Clarifying Some Issues for Climate Change

OnTheOutside
3 min readNov 3, 2023

It bothers me how much confusion there still is about what it takes to fight climate change. A recent article in Bloomberg was a case in point. They rank new EV’s by “greenness”. I’m not going to talk about the details of what they call green, but the problem is that the whole idea is wrong. All EV’s are green in the only way that matters, and a ranking by “greenness” just confuses the issue.

I’ll try to be organized about this. First of all, the primary change that has to take place is the replacement of fossil fuels by sustainable sources of power. In practice that comes down to moving everything to the electric grid, with a beefing up of that grid to handle the greatly increased demand and with sustainable sources.

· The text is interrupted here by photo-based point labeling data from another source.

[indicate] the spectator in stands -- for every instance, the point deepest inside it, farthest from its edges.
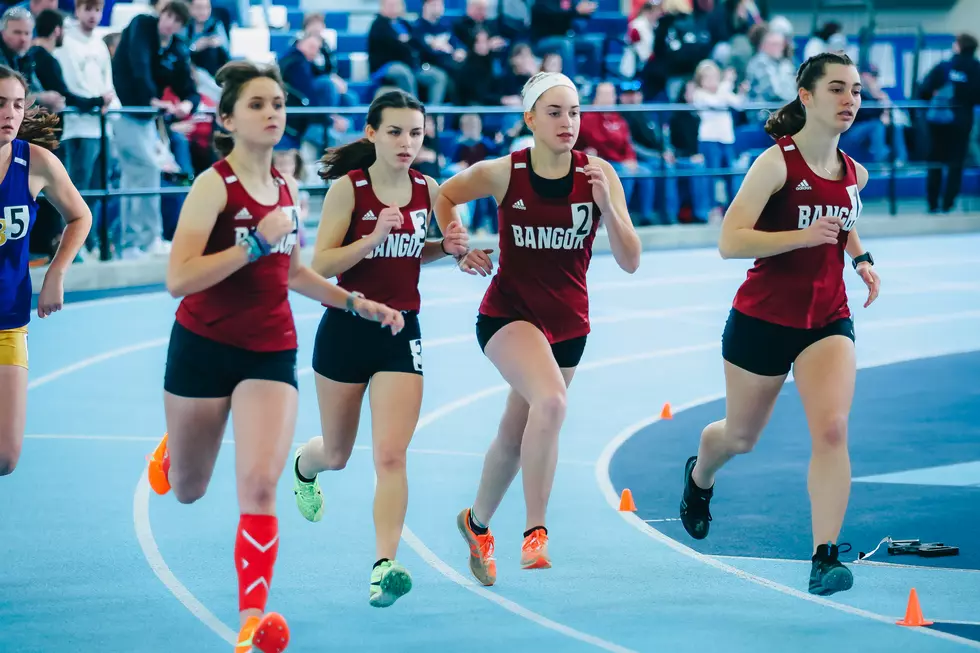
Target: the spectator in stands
(639, 39)
(741, 17)
(873, 126)
(829, 38)
(681, 40)
(953, 88)
(554, 29)
(208, 39)
(771, 75)
(16, 31)
(325, 65)
(86, 67)
(607, 135)
(714, 94)
(37, 6)
(683, 152)
(475, 21)
(472, 147)
(150, 58)
(50, 34)
(523, 66)
(306, 86)
(394, 57)
(475, 81)
(437, 45)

The timescale for this transformation is dictated by a carbon budget-there is only so much more carbon dioxide we can put into the atmosphere before the consequences become catastrophic. All that carbon dioxide just adds up, and the results continue to get (exponentially) worse. To succeed we have to stop burning fossil fuels before we hit the carbon budget limit. That process has three parts:

  1. Make the electric grid what it has to be: sustainably generated with much more capacity and much better connectivity.
  2. Move all applications to the electrical network. (Note that hydrogen apps fit here since most of the hydrogen will be electrically-generated.)
  3. Cut down on usage for all of the remaining fossil fuel applications.

The first thing to note is that most conservation efforts fit under item #3, so it’s worth stating unequivocally that conservation by itself is not the solution to climate change. It’s only a piece of what has to happen, and the rest is most of the problem. And conservation for EV’s doesn’t fit here at all. Item #1 has to happen for all energy uses, so “greenness” of particular car models is an insignificant blip on a much bigger issue. Finally, it should be obvious that despite what the oil companies tell you, climate change is not primarily a matter of everyone’s personal responsibility: governments have to take large-scale action.

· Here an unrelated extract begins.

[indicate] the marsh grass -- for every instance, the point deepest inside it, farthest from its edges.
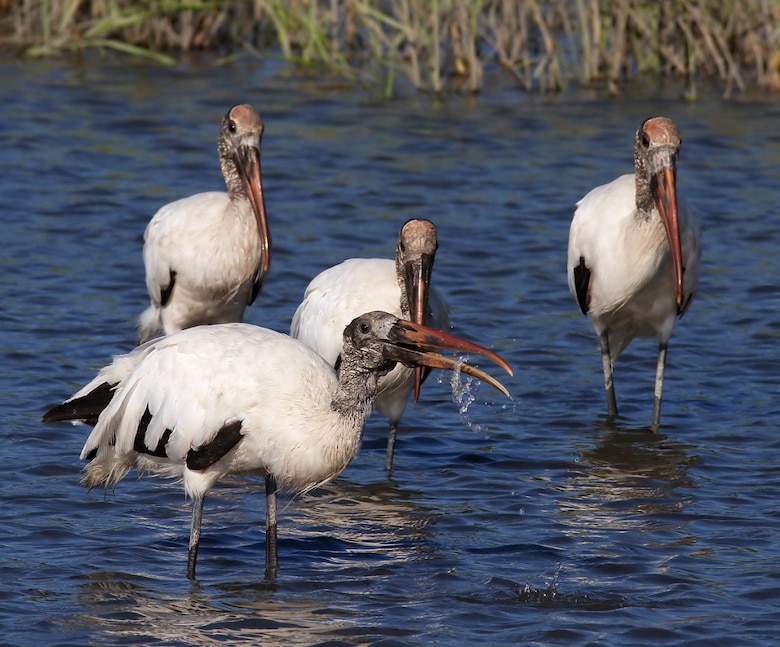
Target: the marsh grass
(434, 45)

It’s worth saying a little more about items 1 and 2. There is quite a lot of #1 that can start now: improving and expanding the capabilities of the network as well as deployments of solar and wind power. There are of course limitations to what we can currently get done. The biggest current issue is in-network energy storage, to handle periods where there isn’t sun or wind. However, this is an area of such active work that one can expect big improvements in the next few years. For that reason it’s fair to regard item #1 as mostly a matter of money and commitment. (That’s not to say there can’t be big contributions from new technologies — such as fusion — as they become available.)

Item #2 is harder. This involves not just familiar issues such as heat pumps but also industrial processes, such as for steel, cement, and plastics. For these there is still research to be done before we can talk about worldwide deployments. Overall this is an area with many different application-specific issues and deployment scenarios, so lots of work has to be organized and done in parallel. Again this goes way beyond individual responsibilities. Note that EV’s fit under item #2-changing to an EV is a contribution regardless of whether your electric utility has done its work yet or not.

Finally there is the international aspect to the whole problem. It’s amazing how much of the discussion of climate change is about us doing our part-as if our atmosphere were somehow detached from everyone else’s. This really needs to sink in: there is only one atmosphere, and we will only succeed if everyone else succeeds too. Helping poorer countries to cope is not a matter of charity; it’s a matter of our own survival. Obviously there are going to be negotiations over whose money gets spent on what, but rich countries are going to have to do what it takes for poor countries to redo their infrastructures. Like it or not we are going to have to help with technology development and deployments worldwide.